Right now, I think just having a plugin system with a few multi-purpose general implementations (e.g. “AND together a lis of flags”), along with letting plugins compose themselves via actual class composition seems to be the approach with the lowest activation energy. Any other ideas?

This of course sounds a lot like SQL. Can we not use that (or at least one of the existing reimplementations) in some way?

It certainly would be nice to be able to write SQL (or maybe just WHERE clauses) for the simple filters with lots of composition it supports. But we’d need a way to parse it in a way that lets us filter in-memory tables based on NumPy (afw.table for now, perhaps astropy.table or Pandas in the future?). Or we’d need to have a clever table class with a SQL backend and a NumPy-friendly interface. There may be existing implementations for some part of that - it certainly seems like something a lot of astronomers would use, if it existed - but I’m not aware of any.

By “reimplementations”, I was thinking foremost of Pandas, which appears to have much of SQL’s capabilities.

If Pandas can do SQL (or something similarly featureful in describing expressions), I’m all for it. My knowledge of Pandas is sorely lacking.

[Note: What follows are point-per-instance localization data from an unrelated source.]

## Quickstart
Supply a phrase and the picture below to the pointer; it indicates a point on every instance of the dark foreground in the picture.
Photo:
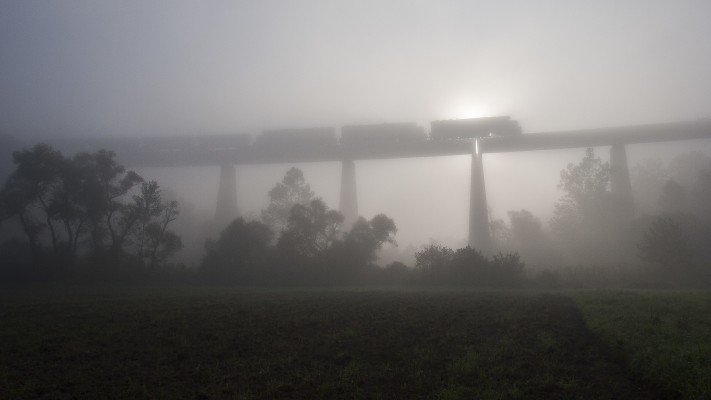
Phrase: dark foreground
(214, 344)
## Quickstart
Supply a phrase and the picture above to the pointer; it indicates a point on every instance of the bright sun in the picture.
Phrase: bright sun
(467, 109)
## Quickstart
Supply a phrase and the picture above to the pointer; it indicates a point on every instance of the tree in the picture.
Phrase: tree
(311, 230)
(530, 240)
(673, 198)
(292, 190)
(588, 221)
(161, 242)
(665, 245)
(86, 195)
(241, 246)
(111, 220)
(433, 258)
(365, 238)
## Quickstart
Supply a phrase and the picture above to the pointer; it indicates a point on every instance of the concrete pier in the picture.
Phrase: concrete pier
(620, 183)
(349, 195)
(226, 210)
(479, 235)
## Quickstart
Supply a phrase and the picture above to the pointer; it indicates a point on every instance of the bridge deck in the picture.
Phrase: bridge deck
(130, 153)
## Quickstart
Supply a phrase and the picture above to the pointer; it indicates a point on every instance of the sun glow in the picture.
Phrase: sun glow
(467, 109)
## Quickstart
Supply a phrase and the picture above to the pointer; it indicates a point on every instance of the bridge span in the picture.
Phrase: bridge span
(321, 145)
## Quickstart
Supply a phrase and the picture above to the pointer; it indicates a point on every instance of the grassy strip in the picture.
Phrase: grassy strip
(663, 337)
(302, 344)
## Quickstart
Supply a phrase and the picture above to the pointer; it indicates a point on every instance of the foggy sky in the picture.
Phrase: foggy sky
(171, 67)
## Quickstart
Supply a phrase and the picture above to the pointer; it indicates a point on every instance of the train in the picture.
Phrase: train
(306, 139)
(456, 129)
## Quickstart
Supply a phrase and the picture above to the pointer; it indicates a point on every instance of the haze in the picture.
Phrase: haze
(129, 68)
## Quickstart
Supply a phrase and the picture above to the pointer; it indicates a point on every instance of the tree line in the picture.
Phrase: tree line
(84, 210)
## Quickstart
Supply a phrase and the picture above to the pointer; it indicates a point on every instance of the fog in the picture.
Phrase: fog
(88, 69)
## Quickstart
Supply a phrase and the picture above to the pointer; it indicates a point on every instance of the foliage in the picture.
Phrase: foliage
(589, 223)
(665, 246)
(292, 190)
(467, 266)
(81, 205)
(312, 229)
(242, 247)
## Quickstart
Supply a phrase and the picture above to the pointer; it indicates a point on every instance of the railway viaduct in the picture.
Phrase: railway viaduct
(228, 151)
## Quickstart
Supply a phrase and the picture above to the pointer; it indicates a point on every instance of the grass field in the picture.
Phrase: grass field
(302, 344)
(664, 337)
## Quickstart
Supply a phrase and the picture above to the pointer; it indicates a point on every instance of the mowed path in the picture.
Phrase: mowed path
(302, 345)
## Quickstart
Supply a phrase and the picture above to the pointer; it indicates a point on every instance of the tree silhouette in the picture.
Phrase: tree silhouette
(311, 230)
(70, 199)
(292, 190)
(665, 245)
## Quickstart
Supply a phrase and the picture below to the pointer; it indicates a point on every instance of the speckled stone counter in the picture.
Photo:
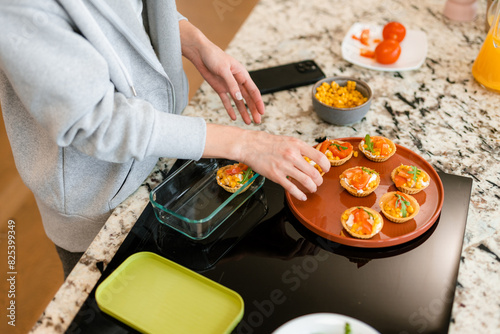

http://pandas.pydata.org/pandas-docs/stable/comparison_with_sql.html

Oh. I guess I’m not really impressed by that, actually. Relative to SQL, that requires the name of the variable holding the table object to appear in the expression when you convert it to a string, and there’s a lot of repetition of that name, as well as a lot of extra punctuation. So it’s not nearly as nice as just putting a SQL phrase into a config field for either the user or the implementer. I imagine we could still use it with some string preprocessing and some Python eval calls, but doesn’t look qualitatively different from afw.table, astropy.table, or even vanilla structured NumPy arrays in terms of supporting WHERE clauses. At most, it seems like NumPy boolean indexing with the bitwise operators overloaded so you don’t have to write e.g. numpy.logical_and out by hand (and they may not have even done that - I can’t tell from the examples).

Pandas support for more complex SQL-like operations (JOIN, GROUP BY) does look very nice, but I don’t think it’s something we really need in this particular context (they certainly seem useful for other things, especially in QA and interactive algorithm debugging).

While the syntax may not be as compact as possible, using one popular package seems to me far better than using something custom or a variety of different non-interoperable packages (e.g. NumPy and an in-memory SQL database) in different places.

On the other hand, if configurability at this level is required, then the tradeoffs start to move in a different direction (but still against custom code).

I’m certainly not suggesting we write a competitor to Pandas ourselves, just pointing out that Pandas isn’t actually any better at this any any other table library. It is indeed more popular and undoubtedly better (than at least afw.table) in myriad other ways.

I do think putting the SQL phrase into a config field is essentially the ideal - it moves as much logic as we’d want from code to config, but no more - but it’s not a requirement.